A Word on Inverted Yield Curves
Recently, there’s been all kinds of buzz about this thing called the “inverted yield curves” It happened on August 14 while the markets were cattywonkus, so it got a lot of people worried about a recession.
But in listening to friends and media wonks talk about the yield curve, I got to thinking….maaaaaybe a little education is in order.
A yield curve is a graph with short-term interest rates on the left and long-term interest rates on the right. The graph slopes up to the right when long-term rates are higher than short-term ones. That’s normal.
A yield curve inverts when long-term interest rates sink below short-term ones, which is unusual.

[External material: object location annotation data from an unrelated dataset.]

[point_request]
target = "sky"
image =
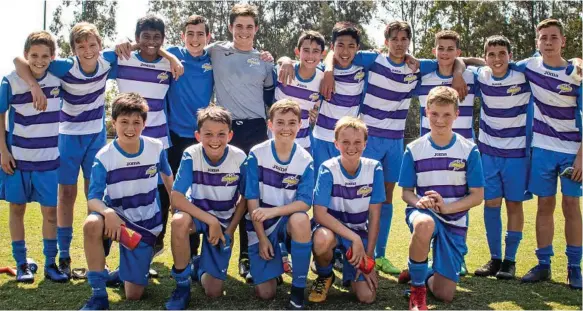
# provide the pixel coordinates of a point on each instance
(21, 17)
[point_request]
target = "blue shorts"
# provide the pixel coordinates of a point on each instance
(30, 186)
(449, 248)
(78, 151)
(387, 151)
(545, 168)
(506, 178)
(321, 151)
(214, 260)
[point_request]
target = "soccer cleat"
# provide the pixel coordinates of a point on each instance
(23, 274)
(489, 269)
(320, 288)
(537, 274)
(417, 298)
(179, 299)
(507, 270)
(53, 273)
(384, 265)
(96, 303)
(574, 277)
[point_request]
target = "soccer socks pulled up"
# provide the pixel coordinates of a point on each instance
(301, 254)
(574, 255)
(19, 252)
(64, 237)
(384, 229)
(50, 251)
(512, 241)
(493, 223)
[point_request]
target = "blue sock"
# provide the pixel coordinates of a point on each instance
(544, 256)
(64, 237)
(301, 255)
(97, 282)
(384, 229)
(50, 251)
(19, 252)
(493, 223)
(182, 278)
(574, 255)
(418, 272)
(512, 241)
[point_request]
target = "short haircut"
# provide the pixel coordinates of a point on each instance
(350, 122)
(196, 20)
(443, 95)
(312, 36)
(345, 29)
(128, 104)
(213, 113)
(40, 38)
(448, 35)
(284, 106)
(150, 22)
(82, 31)
(397, 26)
(244, 10)
(549, 22)
(497, 40)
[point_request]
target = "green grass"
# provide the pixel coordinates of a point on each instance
(473, 292)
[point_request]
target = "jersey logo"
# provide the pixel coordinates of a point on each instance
(564, 88)
(230, 178)
(151, 171)
(290, 181)
(207, 67)
(364, 191)
(55, 92)
(163, 76)
(253, 62)
(457, 165)
(513, 90)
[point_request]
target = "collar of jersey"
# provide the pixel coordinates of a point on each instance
(129, 155)
(434, 145)
(208, 161)
(274, 152)
(345, 173)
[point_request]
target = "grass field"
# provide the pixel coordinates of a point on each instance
(473, 292)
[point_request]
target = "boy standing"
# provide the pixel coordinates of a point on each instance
(446, 172)
(123, 191)
(279, 183)
(29, 153)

Back in the day, when I was an active day trader in the equities market, I used to obsess overdramatic sell-offs, yield curves, and the like. So I get it. I understand why these things can cause heartache. And uncertainty just causes MORE heartache.
So, to clear up some of the uncertainty (heartache!), please keep these things in mind about yield curves:
1. While every recession over the last 40 years has been preceded by an inverted yield curve, a recession hasn’t followed every inverted yield curve.
2. Most experts say last August’s inversion, which lasted 2 hours and 15 minutes, didn’t last long enough to warrant panic.
3. The yield curve has gotten a lot less, well, curvy, over the last 30 years. It’s pretty close to sloping downward in normal times. So, according to an economic note published by the Federal Reserve Bank of Richmond last December, it will invert more often “…even if the risk of recession has not increased at all.” Alexander Wolman, an economist, and VP at the Richmond Fed pointed out in a paper about the yield curve and its disappearing slope: an inversion “…is less likely to be a predictor of recession than it used to be.”
I’m not saying there’s nothing to worry about. Maybe there is. But I’ve learned—from personal experience and from all that I read—the keyword is “maybe.”
My advice: stay focused, chill out, be educated, and enjoy your day.